Mau Otero y la misión por surfear la ola más grande del mundo

Uno de los viajeros extraordinarios que escogimos para reconocer en la primera edición de 21 Travesías.

28 May 2026

¿Sabes qué se necesita para surfear una de las olas más grandes del mundo? No es sólo fuerza o técnica, o valentía. Es algo más difícil de explicar, pero imposible de ignorar cuando lo ves en alguien como Mau Otero: un poliatleta extremo y creador de contenido mexicano, cuya perseverancia lo ha llevado a cumplir cada uno de los retos que se ha propuesto desde temprana edad.

La primera vez que muchos vieron a Mau fue mientras cruzaba en cuerda floja las torres del Pantalón, en Bosques de Santa Fe. Pero ese fue solamente el inicio de una serie de retos que lo han puesto en el ojo de cientos de personas. Actualmente, también practica paracaidismo y surf, una disciplina que fue perfeccionando para enfrentarse a uno de los retos más grandes del mundo, literalmente.

Su hambre de aventura lo llevó a Nazaré, un pequeño pueblo pesquero portugués que en invierno se transforma en uno de los escenarios más extremos del planeta. Nazaré es famoso por tener algunas de las olas más grandes del mundo debido a un fenómeno natural muy específico: un cañón submarino gigantesco que canaliza y amplifica la fuerza del océano. Esto hace que las olas puedan superar los 20 o 30 metros de altura.

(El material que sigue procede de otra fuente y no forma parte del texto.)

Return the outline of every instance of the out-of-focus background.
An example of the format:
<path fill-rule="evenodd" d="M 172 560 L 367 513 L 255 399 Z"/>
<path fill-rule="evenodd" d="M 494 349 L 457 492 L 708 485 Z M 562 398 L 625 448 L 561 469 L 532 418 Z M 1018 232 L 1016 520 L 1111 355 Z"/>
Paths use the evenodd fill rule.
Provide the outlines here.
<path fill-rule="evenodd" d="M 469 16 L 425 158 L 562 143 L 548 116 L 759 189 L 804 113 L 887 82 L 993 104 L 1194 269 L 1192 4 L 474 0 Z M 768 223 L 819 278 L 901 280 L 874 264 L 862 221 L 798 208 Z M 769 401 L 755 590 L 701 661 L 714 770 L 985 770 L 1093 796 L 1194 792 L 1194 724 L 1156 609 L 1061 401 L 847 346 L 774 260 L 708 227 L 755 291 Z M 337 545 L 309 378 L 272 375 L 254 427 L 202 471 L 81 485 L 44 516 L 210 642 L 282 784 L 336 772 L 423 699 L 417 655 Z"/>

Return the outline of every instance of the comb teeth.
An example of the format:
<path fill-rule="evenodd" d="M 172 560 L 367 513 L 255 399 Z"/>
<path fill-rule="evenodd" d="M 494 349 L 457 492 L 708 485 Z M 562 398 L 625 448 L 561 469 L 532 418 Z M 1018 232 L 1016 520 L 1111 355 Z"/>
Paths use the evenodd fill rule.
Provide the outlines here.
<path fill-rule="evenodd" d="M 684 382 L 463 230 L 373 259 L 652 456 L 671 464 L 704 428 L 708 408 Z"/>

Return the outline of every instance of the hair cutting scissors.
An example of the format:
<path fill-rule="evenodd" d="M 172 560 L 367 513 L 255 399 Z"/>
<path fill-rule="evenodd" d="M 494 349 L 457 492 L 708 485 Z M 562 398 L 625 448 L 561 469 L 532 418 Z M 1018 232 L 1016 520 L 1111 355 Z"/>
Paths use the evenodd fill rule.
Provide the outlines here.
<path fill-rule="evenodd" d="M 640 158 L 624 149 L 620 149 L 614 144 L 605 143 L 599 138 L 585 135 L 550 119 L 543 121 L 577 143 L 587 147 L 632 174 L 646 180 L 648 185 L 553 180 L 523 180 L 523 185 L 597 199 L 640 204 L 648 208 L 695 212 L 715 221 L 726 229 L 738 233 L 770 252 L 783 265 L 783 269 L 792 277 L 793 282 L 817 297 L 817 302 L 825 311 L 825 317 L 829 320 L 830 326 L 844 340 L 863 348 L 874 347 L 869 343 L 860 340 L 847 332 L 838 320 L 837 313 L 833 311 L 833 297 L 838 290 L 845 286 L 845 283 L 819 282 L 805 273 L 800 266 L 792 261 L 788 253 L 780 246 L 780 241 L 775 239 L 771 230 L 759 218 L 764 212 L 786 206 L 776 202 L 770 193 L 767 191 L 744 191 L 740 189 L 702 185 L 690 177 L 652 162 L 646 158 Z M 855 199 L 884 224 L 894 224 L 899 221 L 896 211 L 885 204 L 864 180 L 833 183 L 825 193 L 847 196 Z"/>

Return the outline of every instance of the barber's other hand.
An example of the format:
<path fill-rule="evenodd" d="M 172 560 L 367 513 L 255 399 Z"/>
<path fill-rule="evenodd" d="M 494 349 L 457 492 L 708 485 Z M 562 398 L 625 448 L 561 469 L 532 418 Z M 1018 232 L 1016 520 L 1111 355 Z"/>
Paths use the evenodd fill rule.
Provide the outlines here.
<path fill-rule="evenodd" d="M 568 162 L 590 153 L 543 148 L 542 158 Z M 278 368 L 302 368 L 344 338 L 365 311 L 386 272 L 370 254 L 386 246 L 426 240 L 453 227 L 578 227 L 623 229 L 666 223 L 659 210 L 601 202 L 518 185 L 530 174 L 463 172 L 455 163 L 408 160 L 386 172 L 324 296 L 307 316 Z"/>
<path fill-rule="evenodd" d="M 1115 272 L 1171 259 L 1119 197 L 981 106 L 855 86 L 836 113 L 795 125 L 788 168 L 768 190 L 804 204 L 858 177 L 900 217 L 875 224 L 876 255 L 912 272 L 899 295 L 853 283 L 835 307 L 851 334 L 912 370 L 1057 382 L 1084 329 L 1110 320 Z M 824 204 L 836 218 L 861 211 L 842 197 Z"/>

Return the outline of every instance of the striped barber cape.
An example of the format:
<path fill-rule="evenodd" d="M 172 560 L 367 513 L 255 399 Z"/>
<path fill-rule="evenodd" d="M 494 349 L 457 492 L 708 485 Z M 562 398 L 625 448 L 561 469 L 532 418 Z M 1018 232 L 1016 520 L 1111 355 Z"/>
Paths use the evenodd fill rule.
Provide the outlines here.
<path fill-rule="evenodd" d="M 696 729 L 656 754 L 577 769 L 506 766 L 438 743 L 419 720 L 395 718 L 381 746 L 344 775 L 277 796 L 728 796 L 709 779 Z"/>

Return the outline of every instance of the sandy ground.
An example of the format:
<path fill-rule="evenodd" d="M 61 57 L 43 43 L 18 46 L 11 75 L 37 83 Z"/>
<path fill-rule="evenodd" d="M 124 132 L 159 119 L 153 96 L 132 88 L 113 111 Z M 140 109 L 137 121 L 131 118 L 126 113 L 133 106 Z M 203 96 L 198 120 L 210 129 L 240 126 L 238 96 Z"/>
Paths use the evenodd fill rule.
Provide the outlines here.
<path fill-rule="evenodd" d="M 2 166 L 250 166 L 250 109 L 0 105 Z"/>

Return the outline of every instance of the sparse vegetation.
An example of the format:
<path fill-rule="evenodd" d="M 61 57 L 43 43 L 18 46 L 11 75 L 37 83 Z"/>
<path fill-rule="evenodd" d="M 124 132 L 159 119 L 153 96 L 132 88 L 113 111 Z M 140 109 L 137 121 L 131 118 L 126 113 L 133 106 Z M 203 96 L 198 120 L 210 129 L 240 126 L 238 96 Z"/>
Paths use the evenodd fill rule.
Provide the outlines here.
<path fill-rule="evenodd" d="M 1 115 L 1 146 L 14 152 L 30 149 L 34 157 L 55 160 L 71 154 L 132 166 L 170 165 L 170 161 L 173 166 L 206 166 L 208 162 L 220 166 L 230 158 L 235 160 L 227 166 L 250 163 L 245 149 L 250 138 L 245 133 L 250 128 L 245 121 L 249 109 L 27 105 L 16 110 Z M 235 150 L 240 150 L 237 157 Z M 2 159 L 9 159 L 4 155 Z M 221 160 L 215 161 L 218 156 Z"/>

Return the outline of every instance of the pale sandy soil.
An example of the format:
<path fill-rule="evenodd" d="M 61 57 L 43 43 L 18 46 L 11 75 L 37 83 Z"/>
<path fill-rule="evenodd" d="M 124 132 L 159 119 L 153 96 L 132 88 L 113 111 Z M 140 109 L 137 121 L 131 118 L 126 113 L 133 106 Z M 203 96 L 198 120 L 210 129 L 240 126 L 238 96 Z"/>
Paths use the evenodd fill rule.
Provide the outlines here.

Esta travesía no empezó comprando un vuelo ni con una invitación a competir. Empezó mucho antes, en lo invisible, en la disciplina que nadie aplaude, en el entrenamiento constante, en el tipo de decisiones que se toman cuando nadie está viendo.

Surfear este lugar no es sólo “ir y hacerlo”. Hay que entender que el mar no es un escenario, sino una fuerza viva. Cada ola es diferente, cada sesión depende de factores que no puedes controlar. Es saber leer, esperar o retirarte si es necesario. Es tener un equipo que confía en ti tanto como tú en él. Es sincronía, estrategia, intuición y respeto.

Mientras leía sobre Nazaré (con sus olas descritas como extremas, impredecibles, profundas, espectaculares) no podía evitar pensar que esas palabras también se aplicarían a quienes se atreven a enfrentarlas. Porque hay algo en ese tipo de lugares que no sólo revela quién eres, sino que te exige expandirte. Y Mau lo hizo, desde una conexión muy clara con su entorno y consigo mismo. Cuando empezamos a conceptualizar la primera edición de 21 Travesías, supimos que no se trataba de elegir logros evidentes, sino historias en las que el viaje realmente cambia a quien lo vive y a quien lo sigue. Y por eso buscamos a Mau Otero, no tanto por haber llegado a Nazaré ni por haber surfeado una ola de semejante tamaño, sino por todo lo que ocurrió antes de ese momento.

Su travesía fue la construcción silenciosa de un sueño, la constancia, la capacidad de prepararte para algo que todavía no sabes si va a suceder. Porque hay una diferencia enorme entre querer algo y estar listo para sostenerlo. Y eso fue uno de los aspectos que más nos gustó sobre su viaje: más que un sueño cumplido, se trata de la persona en que Mau se convirtió para poder vivir ese momento.

Hacer las cosas a la ligera no es su estilo. Nunca lo ha sido. Estar bien preparado no es sólo una ventaja, es una forma de respeto al mar, a su equipo, a su propio proceso. Es entender que hay sueños que requieren más de ti de lo que inicialmente creías y, aun así, decides quedarte. Porque nadie llega a un lugar como Nazaré como la misma persona que era cuando empezó a soñarlo.

Hay una transformación inevitable en el camino. Una que no siempre es visible, pero que lo cambia todo: mentalidad, resistencia, tu manera de reaccionar frente al miedo. Quizá por eso la historia de Mau Otero es más inspiradora por lo que logró, por la consistencia, la paciencia, la capacidad de sostener una visión. Al final, no se trató sólo de surfear una de las olas más grandes del mundo. Se trató de convertirse en alguien que puede sostenerla y creo que eso es lo que hacen los viajes en los humanos que los transitan: les regalan una nueva versión de ellos que no sabían que existía.